There is a known problem with building some software (GCC, Java) on a distributed file system like Lustre. If you hit this, simply change the EasyBuild build directory to any local path. For example, on Puhti cluster, one can use $TMPDIR (this is a local ext4 partition). When building on a compute node, this should be set to $LOCAL_SCRATCH.
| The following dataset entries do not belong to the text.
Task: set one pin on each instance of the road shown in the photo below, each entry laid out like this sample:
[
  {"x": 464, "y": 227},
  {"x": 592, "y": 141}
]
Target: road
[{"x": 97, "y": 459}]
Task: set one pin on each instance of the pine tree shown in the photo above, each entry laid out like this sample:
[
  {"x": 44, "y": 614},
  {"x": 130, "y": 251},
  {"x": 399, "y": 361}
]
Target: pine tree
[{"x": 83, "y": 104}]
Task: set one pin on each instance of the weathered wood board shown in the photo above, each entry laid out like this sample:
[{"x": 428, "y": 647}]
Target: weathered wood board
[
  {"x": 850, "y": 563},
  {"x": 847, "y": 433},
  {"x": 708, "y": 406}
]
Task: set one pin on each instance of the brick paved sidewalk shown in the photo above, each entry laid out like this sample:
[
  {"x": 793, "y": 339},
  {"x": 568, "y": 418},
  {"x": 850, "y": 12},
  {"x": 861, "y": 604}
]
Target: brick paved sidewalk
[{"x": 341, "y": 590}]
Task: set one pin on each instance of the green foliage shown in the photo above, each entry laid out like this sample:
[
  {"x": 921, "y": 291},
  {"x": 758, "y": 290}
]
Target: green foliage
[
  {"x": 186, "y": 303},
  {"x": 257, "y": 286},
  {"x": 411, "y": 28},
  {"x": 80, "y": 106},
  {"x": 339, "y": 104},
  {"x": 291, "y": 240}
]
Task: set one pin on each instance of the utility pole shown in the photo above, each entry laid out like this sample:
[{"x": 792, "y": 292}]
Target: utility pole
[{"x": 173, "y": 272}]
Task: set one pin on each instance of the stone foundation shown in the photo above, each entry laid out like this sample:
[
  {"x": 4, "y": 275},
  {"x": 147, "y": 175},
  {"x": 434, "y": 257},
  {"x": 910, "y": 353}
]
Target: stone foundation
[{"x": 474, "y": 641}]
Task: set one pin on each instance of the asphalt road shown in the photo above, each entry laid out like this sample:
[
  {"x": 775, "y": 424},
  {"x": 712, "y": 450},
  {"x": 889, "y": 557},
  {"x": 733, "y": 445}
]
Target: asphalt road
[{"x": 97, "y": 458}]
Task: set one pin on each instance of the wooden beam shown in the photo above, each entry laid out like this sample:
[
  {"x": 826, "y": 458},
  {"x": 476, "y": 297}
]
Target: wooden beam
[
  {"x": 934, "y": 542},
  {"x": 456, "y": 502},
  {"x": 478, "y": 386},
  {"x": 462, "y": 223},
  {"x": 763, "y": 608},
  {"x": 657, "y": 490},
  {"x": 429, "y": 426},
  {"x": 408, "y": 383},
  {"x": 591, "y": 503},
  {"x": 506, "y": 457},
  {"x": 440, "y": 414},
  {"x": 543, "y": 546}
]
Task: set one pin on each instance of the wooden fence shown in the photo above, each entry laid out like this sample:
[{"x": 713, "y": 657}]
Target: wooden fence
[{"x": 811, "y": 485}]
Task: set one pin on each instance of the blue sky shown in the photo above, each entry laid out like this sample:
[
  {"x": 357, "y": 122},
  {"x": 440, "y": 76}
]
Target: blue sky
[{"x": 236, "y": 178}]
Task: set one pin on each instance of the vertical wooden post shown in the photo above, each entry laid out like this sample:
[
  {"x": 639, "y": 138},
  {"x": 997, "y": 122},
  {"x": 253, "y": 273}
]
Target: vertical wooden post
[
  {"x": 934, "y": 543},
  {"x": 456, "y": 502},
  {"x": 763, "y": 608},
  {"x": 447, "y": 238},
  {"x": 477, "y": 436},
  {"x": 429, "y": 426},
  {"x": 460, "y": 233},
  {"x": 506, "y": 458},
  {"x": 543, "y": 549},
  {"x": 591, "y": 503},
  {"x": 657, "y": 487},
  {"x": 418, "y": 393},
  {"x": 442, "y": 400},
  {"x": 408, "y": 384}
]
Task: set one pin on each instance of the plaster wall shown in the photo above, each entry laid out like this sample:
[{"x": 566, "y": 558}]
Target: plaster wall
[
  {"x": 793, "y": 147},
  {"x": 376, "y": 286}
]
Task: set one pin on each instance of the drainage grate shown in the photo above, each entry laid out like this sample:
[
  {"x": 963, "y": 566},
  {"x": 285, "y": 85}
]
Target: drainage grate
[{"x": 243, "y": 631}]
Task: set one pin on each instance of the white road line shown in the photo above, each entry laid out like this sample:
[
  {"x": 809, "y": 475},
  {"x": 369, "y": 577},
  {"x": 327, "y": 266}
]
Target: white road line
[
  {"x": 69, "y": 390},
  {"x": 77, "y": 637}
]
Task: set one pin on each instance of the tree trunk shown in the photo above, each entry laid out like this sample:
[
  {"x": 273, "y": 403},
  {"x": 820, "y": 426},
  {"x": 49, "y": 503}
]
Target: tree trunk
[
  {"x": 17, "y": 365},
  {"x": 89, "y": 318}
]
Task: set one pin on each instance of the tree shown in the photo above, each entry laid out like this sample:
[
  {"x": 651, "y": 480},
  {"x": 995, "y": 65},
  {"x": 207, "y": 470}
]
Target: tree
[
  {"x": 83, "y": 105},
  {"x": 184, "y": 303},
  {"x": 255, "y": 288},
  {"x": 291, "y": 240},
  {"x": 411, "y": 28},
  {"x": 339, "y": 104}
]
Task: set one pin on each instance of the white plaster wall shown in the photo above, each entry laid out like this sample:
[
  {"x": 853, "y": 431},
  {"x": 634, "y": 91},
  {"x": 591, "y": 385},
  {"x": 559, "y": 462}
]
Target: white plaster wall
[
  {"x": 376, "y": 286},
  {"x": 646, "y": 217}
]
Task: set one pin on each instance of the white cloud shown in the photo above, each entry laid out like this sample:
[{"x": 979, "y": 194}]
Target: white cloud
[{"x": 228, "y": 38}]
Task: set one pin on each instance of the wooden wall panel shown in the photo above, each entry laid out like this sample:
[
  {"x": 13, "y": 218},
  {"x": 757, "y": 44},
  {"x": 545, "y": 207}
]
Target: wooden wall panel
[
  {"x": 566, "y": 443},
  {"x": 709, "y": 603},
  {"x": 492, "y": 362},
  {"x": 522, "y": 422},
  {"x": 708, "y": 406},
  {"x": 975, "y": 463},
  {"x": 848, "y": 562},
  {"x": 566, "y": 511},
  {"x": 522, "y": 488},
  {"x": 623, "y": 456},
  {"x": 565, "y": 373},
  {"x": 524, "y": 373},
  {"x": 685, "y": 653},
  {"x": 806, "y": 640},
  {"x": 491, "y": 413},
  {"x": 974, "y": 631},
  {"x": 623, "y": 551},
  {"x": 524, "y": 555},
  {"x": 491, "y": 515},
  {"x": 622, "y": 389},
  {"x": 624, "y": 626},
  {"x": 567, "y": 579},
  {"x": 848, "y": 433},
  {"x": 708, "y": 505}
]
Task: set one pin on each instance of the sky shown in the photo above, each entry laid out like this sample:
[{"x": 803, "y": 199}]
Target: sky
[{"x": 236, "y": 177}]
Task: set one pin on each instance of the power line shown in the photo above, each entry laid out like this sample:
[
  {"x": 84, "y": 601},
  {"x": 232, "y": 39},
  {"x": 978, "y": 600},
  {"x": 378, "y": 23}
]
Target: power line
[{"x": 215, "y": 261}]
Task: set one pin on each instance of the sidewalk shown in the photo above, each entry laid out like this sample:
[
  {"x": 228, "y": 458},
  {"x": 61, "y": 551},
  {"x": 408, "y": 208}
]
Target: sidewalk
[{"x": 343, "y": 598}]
Another issue than can arise on distributed filesystems is that they might not support the fallocate() syscall, leading to various weird errors when compiling software (usually at the linking stage). The solution here is to change the GCC easyconfig (GCCcore-8.3.0.eb) by adding this line:

use_gold_linker = False

After this, GCC must be rebuilt.

Another solution is to add the following line to the binutils easyconfig (binutils-2.32-GCCcore-8.3.0.eb):

configopts = ' --enable-gold=no'

Binary blobs

Most modules in our virtual laboratory will be built in a completely unsupervised way, and all the necessary source archives for them will be downloaded automatically. However, some software packages require manually downloading binary blobs from their websites after registration. Our scripts can't do that for you. Make sure to put the downloaded archives into the blobs subdirectory. Some of the examples include:

  • jdk-8u212-linux-x64.tar.gz is required to build Java to build Bazel (for TensorFlow),
  • cudnn-10.1-linux-x64-v7.6.4.38.tgz is required to build cuDNN (for TensorFlow),
  • nccl_2.6.4-1+cuda10.1_x86_64.txz is required to build NCCL (for TensorFlow).

Your system might already provide the necessary versions of Java, cuDNN and NCCL as modules. In this case, you do not have to download anything.